When it comes to a network security policy, there often seems to be a direct tradeoff between security and maintainability. I’ve found this doesn’t always have to be the case. Even in large organizations, security policies can be easy to maintain if you follow some best practices that ensure they remain clear, intuitive and well-organized.
The business requires on-going changes to connectivity. Making these changes is the responsibility of firewall administrators. Your goal as the architect of the security policy is to make it easy for the administrators to find the relevant rule – or add new ones when needed – so that they can provide fast and accurate service. Here are a few guidelines for architecting a policy for maintainability:
- Provide clear documentation for each rule and network object so that anybody can understand what they are for
- Avoid using the same rules and network objects for multiple purposes. Create another rule or object so you don’t wind up with rules and objects that do everything, but are insecure and impossible to maintain
- Group rules per business need and document them with a section title – supported by some vendors.
1. Easy to Troubleshoot for Connectivity Problems
When something goes wrong, the firewall is often first to be blamed. To make sure that you can determine whether the firewall is the source of a problem, insist on trouble tickets with precise information, such as “Joe’s PC cannot access CRM over HTTP.” If you have a clear problem definition, you can quickly determine which firewalls are involved and find out if they are blocking traffic using log analysis or policy analysis.
2. Easy to Reverse Changes when Necessary
When the security policy is responsible for an outage or is blocking connectivity, you should be able to quickly determine when, why and how the policy was broken and reverse the relevant changes. You can do this if you maintain an easy-to-read audit trail of all policy changes with full personal accountability.
3. Self-Documenting and Usable by All
The firewall or ACL policy should contain all of the information that is needed to manage it. Do not allow anyone to introduce undocumented changes, not even temporarily. You can challenge the team periodically by asking “what does this rule do?” or “show me the CRM rules.” Managing the policy must not depend on any one person’s private knowledge.
4. Easy to Learn and Understand
When a new administrator comes on board, you should be able to teach him the policy quickly. You should be able to say “this is our policy structure” and “this is our process for changing policies,” rather than “this rule does this and this rule does that…”

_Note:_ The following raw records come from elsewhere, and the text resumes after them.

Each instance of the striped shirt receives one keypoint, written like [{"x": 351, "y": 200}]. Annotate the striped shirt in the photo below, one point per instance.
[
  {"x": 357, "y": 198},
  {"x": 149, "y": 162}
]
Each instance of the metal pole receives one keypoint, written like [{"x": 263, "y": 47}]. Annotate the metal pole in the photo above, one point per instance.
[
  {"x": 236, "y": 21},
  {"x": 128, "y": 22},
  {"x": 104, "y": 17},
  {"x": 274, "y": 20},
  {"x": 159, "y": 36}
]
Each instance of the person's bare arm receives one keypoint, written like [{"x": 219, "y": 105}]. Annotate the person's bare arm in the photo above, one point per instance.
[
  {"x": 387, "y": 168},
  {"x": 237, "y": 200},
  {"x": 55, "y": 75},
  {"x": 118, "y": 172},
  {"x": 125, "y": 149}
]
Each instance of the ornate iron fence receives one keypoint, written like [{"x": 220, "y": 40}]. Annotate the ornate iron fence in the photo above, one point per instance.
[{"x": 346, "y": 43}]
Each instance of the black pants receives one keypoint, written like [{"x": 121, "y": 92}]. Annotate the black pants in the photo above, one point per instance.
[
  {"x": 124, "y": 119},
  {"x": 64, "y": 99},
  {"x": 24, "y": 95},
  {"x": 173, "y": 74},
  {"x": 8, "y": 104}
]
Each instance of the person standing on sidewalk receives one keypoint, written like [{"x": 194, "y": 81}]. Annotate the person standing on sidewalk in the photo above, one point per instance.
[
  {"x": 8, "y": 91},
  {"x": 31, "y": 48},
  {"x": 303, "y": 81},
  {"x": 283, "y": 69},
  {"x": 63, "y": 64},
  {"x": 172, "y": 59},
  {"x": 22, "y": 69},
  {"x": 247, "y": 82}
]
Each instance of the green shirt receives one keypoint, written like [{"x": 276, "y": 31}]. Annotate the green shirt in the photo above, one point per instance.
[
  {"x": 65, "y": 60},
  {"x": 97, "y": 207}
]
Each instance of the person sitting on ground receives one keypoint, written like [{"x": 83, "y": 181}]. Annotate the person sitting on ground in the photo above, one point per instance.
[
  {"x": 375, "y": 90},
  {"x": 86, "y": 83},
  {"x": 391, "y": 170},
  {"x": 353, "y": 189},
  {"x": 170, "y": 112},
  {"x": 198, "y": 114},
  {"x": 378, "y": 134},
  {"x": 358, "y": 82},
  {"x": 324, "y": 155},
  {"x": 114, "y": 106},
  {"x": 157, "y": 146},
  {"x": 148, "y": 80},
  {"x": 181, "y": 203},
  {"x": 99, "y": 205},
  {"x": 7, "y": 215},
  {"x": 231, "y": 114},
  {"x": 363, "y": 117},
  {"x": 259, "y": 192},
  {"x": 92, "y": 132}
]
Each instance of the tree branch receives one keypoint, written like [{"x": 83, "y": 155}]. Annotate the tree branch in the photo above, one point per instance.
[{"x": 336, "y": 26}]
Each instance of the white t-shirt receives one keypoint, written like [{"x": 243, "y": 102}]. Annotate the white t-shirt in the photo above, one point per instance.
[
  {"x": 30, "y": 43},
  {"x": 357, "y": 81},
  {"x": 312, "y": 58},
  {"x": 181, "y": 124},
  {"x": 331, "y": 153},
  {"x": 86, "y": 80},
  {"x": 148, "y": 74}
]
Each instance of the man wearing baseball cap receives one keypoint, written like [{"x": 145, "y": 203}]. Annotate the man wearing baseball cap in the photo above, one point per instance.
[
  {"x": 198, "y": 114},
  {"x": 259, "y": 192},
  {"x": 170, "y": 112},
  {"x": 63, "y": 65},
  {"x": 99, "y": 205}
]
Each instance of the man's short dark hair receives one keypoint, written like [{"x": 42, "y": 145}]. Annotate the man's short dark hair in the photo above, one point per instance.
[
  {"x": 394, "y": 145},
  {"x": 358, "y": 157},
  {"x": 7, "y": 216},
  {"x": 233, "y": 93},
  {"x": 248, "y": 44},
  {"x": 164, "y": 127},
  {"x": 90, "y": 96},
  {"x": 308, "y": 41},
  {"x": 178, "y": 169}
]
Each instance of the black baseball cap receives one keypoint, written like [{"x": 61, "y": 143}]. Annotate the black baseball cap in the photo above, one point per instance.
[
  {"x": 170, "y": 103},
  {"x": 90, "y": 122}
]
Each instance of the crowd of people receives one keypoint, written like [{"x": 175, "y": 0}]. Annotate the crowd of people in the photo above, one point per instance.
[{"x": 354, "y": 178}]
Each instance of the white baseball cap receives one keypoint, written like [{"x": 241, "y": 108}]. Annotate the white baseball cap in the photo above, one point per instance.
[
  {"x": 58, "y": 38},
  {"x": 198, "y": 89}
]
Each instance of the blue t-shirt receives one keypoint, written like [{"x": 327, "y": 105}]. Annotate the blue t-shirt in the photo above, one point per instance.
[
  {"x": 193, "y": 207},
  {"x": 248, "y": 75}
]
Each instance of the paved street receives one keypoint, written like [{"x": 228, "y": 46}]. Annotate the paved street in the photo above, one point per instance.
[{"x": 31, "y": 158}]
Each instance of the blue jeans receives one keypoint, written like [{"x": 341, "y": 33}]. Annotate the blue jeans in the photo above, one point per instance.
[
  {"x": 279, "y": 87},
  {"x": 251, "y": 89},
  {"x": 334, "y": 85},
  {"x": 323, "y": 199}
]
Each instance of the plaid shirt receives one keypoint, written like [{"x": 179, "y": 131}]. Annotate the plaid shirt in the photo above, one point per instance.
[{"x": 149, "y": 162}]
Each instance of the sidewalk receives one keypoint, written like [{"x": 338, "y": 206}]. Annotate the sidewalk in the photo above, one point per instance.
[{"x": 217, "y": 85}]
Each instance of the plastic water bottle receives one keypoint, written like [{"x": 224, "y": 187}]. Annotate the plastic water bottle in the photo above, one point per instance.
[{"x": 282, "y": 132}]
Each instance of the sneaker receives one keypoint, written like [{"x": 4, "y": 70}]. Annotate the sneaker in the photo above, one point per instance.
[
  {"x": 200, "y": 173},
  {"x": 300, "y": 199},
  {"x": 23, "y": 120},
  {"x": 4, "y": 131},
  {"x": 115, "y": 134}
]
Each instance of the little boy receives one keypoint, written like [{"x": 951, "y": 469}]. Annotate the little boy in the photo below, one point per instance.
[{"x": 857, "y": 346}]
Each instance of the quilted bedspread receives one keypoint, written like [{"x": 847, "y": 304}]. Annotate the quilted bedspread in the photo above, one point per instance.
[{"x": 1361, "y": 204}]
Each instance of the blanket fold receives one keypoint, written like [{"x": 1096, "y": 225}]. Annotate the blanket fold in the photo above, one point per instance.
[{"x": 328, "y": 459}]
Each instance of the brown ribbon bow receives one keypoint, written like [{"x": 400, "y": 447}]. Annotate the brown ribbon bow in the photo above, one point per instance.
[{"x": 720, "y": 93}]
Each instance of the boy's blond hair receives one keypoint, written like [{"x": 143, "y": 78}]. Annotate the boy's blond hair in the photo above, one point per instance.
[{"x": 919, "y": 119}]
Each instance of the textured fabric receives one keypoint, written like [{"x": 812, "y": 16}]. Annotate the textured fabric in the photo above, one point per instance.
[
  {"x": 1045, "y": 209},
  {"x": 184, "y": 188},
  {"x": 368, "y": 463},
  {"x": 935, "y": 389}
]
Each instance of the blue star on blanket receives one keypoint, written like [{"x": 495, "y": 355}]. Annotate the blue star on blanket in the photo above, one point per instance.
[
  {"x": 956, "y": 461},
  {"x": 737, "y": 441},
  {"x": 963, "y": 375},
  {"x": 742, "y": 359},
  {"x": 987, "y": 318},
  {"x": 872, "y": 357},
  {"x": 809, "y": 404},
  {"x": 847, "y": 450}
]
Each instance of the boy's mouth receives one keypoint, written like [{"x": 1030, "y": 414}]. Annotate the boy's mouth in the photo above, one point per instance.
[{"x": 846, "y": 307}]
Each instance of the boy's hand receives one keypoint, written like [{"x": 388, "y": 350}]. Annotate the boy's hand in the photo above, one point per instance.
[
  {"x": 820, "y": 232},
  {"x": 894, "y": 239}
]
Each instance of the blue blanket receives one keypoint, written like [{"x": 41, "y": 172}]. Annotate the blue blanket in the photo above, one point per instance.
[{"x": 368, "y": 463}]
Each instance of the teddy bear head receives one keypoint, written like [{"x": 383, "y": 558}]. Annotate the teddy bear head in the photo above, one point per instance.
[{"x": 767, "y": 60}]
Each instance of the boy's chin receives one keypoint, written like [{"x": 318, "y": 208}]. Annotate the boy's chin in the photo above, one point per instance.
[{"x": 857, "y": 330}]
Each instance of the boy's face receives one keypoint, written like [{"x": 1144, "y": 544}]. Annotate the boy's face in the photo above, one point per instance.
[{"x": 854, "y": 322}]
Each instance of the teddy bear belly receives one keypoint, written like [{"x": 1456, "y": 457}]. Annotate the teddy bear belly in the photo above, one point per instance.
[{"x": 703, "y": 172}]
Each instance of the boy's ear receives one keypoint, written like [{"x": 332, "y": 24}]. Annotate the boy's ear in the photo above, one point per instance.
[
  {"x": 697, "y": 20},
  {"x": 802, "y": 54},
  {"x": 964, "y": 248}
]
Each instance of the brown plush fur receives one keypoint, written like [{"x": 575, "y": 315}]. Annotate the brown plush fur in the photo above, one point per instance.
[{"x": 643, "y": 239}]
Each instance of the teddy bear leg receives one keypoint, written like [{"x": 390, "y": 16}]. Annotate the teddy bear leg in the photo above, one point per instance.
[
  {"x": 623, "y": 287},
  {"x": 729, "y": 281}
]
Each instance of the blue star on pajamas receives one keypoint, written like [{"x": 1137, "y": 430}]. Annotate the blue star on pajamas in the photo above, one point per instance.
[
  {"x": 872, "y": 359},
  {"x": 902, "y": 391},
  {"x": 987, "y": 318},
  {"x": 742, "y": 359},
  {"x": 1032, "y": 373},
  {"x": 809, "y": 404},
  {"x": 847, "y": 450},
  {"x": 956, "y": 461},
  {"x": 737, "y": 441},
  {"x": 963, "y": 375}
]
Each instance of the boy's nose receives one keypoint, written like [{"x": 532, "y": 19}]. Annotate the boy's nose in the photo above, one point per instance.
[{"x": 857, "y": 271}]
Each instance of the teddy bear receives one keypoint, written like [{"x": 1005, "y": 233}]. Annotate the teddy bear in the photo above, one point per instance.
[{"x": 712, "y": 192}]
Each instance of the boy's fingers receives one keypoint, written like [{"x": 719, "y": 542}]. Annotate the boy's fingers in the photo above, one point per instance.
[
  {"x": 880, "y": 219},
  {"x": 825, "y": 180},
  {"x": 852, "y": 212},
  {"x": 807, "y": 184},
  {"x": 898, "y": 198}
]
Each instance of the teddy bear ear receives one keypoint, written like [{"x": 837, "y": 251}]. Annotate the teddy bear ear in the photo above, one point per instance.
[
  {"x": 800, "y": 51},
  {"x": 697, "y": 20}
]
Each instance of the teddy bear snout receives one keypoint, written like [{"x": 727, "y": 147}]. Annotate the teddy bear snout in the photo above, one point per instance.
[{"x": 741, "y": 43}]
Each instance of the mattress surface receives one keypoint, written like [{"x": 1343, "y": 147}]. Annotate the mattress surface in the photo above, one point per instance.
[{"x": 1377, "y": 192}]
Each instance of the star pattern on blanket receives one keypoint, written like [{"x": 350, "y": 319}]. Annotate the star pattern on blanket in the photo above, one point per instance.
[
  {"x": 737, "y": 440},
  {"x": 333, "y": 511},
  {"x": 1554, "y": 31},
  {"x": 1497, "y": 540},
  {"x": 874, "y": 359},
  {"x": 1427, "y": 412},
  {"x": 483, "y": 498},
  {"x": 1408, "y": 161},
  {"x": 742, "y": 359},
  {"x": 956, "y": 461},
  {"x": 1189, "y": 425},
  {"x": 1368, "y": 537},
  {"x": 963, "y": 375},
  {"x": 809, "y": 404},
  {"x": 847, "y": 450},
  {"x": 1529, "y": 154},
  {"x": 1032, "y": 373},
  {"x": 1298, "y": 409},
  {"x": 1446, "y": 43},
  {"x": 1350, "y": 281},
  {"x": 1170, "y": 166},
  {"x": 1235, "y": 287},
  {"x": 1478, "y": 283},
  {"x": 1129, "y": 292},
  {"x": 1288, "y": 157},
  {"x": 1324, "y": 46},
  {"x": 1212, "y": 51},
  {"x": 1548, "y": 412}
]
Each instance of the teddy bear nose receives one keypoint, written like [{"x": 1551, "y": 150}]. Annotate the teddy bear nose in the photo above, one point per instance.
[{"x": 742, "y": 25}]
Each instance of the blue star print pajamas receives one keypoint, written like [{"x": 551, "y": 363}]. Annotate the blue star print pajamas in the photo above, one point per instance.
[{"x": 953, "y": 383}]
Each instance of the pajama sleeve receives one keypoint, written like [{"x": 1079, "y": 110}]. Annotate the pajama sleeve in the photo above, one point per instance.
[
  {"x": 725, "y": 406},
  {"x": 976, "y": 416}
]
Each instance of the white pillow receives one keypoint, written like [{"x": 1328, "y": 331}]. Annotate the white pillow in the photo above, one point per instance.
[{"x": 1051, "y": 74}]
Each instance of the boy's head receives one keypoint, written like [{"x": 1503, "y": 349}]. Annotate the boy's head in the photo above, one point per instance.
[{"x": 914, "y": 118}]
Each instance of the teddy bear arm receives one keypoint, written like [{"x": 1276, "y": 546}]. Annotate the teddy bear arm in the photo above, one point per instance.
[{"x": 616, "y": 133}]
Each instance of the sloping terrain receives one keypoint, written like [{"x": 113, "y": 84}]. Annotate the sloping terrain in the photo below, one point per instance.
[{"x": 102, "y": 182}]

5. Consistent across Firewalls, even from Different Vendors
Your policy design should be consistent across the environment. Keep in mind that even if you have a single policy today you may have many more in the future. Firewalls from other vendors may appear because of business requirements such as mergers and acquisitions, cost reductions that dictate a vendor switch or emerging technologies (e.g., next-generation firewalls).
6. Well Documented
Every rule and important object should be documented. Maintain policy sections with clear names where possible. For every policy change, put the relevant ticket ID in the comments field and use a standard convention. Some people like to maintain an object naming-convention, for example: host-10.0.1.30 or net-10.0.1.0.
7. Justified by the Business
Every permissive rule should be there for a reason – or it is just a security compromise. Don’t allow over-permissive rules, even temporarily (unless you have a well defined procedure to correct them later). Put time restrictions on temporary access flows (different vendors have different mechanisms for this such as Time Objects in Check Point or Rule Expiration in Cisco). Periodically remove stale rules and objects. You will need some mechanism to identify these, as well a documentation of the business owners so that you can contact them and verify that the access is no longer needed before removing it.
8. A Manifestation of High-Level Security Policy
Last but not least, your firewall “policy” is not the security policy, it is only a manifestation of a part of it (other parts may be related to end-point security, physical security etc.). Make sure that your firewall policies follow a well-defined security policy, such as, for example, a zone-based white list policy. Be prepared to prove compliance at all times. In addition, I recommend maintaining a written Guidelines and Procedures document that explains the policy structure, documentation standards, naming conventions and procedures for change policies.